ADIOS2 is a "unified high-performance IO framework" for the HPC community, and can handle things like coupling code or streaming data across a network, as well as writing to file. ADIOS2 supports several backend engines, including HDF5, as well as its own binary-packed .bp format. For most of its backends, complex numbers seem to be streamed as-is, but for HDF5 they use a compound type with fields r and i.

[TREXIO][trexio] is a file format for quantum chemistry calculations, and is backed either by plain text or HDF5. This uses the split variable scheme, with the real part having an undecorated name, and the imaginary part an "_im" suffix.

Conventions used in applications

It's difficult to accurately assess exactly what approaches are used by the community. The following survey represents a couple of hours of effort searching on GitHub for variations on "complex number" and "netCDF" or "HDF5". Searching for the specific netCDF functions is difficult as it mostly returns either forks or netCDF vendored/bundled into another package.

Of course, this only covers open source software, as it's even more difficult to find proprietary software that uses netCDF or HDF5 and also supports complex numbers, let alone work out what convention it might use.

1. Compound types

  • GDAL ("r", "i")
    • Note: big ecosystem built on this!
    • Interface over many, many file types, but this applies to netCDF and HDF5
  • QCoDeS ("r", "i")
    • Uses h5netcdf
  • deal.ii ("r", "i")
    • Actually writes to HDF5, netCDF output deprecated
  • DCA++ ("r", "i")
    • HDF5
  • Armadillo ("real", "imag")
    • HDF5
  • FlexiBLAS ("real", "imag")
    • HDF5
  • Eigen-HDF5 ("r", "i")
    • HDF5
  • Yardl ("real", "imaginary")
    • HDF5 and JSON
  • pyuvdata ("r", "i")
    • HDF5

2. Dimensions

3. Split variables

  • Nansat, ("*_real", "*_imag")
  • mafredo ("real", "imag" variables in separate group per variable)
  • SONAR-netcdf4 ("*_r", "*_i")
    • This is actually a schema itself, rather than a single application
  • cgenie.muffin ("*_re", "*_im")
  • Abinit ("*_real", "*_imag")
  • kineticj ("*_re", "*_im")
  • EDGI_PCA ("*_re", "*_im")
  • ITensor ("r", "i" variables in separate group per variable)

4. Other representations

  • STELLOPT using EZcdf, which doubles the length of the leading dimension

Observations

Overall, I found 22 pieces of software (not including the explicit IO libraries and wrappers) using 13 different representations. Packages using HDF5 directly seem to exclusively use compound datatypes, and almost all name the fields r and i. I only found four packages using dimensions, and each one used a different name for it (including the surprising "depth"!). Eight packages used two separate variables, with five different naming conventions, including two which use a group containing two variables for the separate components to represent the whole variable. A single package used an apparently unique representation, doubling the length of the fastest dimension.

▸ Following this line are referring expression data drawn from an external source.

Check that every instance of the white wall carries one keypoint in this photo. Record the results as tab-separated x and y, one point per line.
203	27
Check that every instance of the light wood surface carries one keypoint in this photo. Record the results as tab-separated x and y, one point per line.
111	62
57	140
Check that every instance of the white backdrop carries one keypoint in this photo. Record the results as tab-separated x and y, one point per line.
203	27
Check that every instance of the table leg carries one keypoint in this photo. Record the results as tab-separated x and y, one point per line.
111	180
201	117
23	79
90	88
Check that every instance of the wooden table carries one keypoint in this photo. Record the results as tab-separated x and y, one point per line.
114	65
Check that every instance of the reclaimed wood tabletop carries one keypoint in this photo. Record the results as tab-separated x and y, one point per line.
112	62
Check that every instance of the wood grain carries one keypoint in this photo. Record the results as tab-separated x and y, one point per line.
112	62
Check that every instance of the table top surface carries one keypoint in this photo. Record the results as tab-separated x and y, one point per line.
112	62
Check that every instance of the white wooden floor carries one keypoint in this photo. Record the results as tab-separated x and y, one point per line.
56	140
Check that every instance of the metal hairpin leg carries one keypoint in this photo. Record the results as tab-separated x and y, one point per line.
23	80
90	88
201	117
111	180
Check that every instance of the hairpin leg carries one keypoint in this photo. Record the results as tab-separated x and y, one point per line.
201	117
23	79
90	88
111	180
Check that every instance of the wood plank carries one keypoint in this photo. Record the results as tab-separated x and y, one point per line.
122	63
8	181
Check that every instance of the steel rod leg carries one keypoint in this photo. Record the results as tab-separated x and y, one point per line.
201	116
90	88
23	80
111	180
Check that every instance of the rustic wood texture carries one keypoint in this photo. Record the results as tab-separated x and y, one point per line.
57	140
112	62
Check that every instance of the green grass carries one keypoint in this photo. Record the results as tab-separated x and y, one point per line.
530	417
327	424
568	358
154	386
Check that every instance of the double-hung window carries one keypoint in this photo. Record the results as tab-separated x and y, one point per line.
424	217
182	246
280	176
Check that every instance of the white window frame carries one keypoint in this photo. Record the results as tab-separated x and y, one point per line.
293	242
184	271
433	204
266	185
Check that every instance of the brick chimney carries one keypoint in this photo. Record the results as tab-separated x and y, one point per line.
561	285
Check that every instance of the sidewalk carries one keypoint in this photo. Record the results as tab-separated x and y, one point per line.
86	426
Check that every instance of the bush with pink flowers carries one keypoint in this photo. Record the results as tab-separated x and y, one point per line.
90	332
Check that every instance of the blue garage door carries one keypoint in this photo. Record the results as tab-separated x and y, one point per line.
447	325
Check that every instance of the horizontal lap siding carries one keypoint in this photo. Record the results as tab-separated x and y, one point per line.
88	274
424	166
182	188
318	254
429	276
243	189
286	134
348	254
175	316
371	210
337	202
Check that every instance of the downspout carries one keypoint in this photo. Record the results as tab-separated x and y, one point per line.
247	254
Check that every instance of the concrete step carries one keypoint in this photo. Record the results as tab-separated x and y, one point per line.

Perhaps an important point to note, I struggled to find any uses of netCDF compound types in production use. Searches for nf90_def_compound (and ruling out any forks or bundled copies of netCDF-Fortran) turn up no results at all, while I found it almost impossible to find any real results for nc_def_compound, wading through the many bundled copies of netCDF-C. It's not immediately obvious why this is case, especially compared to uses of compound types in HDF5 code.

Licence

nc-complex is released under the MIT licence.